Aaliyah, who died at the age of 22 in August 2001, was the subject of Lifetime's Aaliyah: The Princess of R&B movie, which chronicled the celebrated star's life. She was played by Nickelodeon actress Alexandra Shipp in the movie's Saturday, Nov. 15 debut.
Timbaland, who was a friend and collaborator of Aaliyah's, was one of many who took issue with the biopic. Fans spoke out on the casting, including the portrayals of Missy Elliott and R. Kelly, as well as Lifetime's treatment of the late singer's life.
Timbaland first shared a photo of the movie's poster, writing, "Hope yall not watching this!!!!!!!!"
The performer, who worked with Aaliyah on songs like "Hot Like Fire" and "If Your Girl Only Knew," went on to share a variety of memes mocking the movie, as well as shots of the late performer with quotes. Elliott chimed in that she wasn't watching either, responding to Timbaland with a message for Aaliyah's family, writing, "My prayers go to @Rad_6 & ma Diane to lose a sister & daughter then father they been thru so much."
Timbaland then recorded various videos on Instagram, commenting on Lifetime's version of his friend's legacy.
"A lot of people keep asking me, am I watching that bulls–t?" he said in one clip. "Evidently not. No way. Not Timbo."
Calling it "that bulls–t Aaliyah movie," he went on to add, "This is why people should never remake movies. Bulls–t happens, bulls–t happens. Now you have to deal with the consequences."
Timbaland also targeted executive producer Wendy Williams, sharing a meme reading, "Wendy Williams, You know you f–ked up, right?"
Shipp, 23, stepped into the spotlight to play the star, who died in a plane crash in the Bahamas. She spent much of this past weekend retweeting and interacting with supportive fans. The Drumline: A New Beat star also spoke to Time magazine, commenting on her casting after Disney star Zendaya Coleman backed out of the role.

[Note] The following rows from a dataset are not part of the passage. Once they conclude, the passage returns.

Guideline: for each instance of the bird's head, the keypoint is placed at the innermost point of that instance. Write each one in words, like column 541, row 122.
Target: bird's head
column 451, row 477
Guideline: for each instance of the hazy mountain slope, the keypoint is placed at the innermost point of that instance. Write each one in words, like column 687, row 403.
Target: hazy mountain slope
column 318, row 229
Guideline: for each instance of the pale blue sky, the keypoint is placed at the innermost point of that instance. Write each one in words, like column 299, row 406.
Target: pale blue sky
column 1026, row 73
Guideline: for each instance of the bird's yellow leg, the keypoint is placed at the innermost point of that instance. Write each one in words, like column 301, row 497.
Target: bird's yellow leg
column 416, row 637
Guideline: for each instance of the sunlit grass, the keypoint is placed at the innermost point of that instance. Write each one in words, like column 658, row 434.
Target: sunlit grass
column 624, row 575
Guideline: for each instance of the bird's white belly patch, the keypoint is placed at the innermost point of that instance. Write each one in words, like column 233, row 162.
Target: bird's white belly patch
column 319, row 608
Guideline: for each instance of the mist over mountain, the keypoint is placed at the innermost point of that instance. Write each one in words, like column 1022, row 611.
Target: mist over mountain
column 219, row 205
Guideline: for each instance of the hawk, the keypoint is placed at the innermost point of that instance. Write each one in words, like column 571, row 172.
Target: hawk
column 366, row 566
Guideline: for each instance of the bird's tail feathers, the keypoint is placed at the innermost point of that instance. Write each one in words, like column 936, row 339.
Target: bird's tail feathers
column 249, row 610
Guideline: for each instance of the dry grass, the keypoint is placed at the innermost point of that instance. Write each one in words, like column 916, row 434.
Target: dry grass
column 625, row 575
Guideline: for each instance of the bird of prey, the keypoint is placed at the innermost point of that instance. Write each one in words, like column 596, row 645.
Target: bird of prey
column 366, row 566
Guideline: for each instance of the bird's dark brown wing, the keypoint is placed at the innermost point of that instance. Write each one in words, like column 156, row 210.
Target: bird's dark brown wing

"After it was released that Zendaya was cast in the role, I remember reading all the backlash," Shipp told Time. "It was kind of ridiculous. I was like, 'This girl is a great actress. She’s going to do a great job, and it’s a great production.' Once I got offered it, I wondered if that was going to happen to me. But then I read the script and talked with the producers and talked about how they wanted to make this movie great. I had to put all that stuff aside. I deleted Twitter off my phone. I deleted Instagram. And I just did my job."
For her part, Coleman kept mostly quiet on the movie. She tweeted on Saturday, Nov. 15, referencing Aaliyah's loved ones. "Instead of hate, let's focus on sending that love and respect," she wrote. "I'm speaking of to the Haughton family…in our prayers and hearts."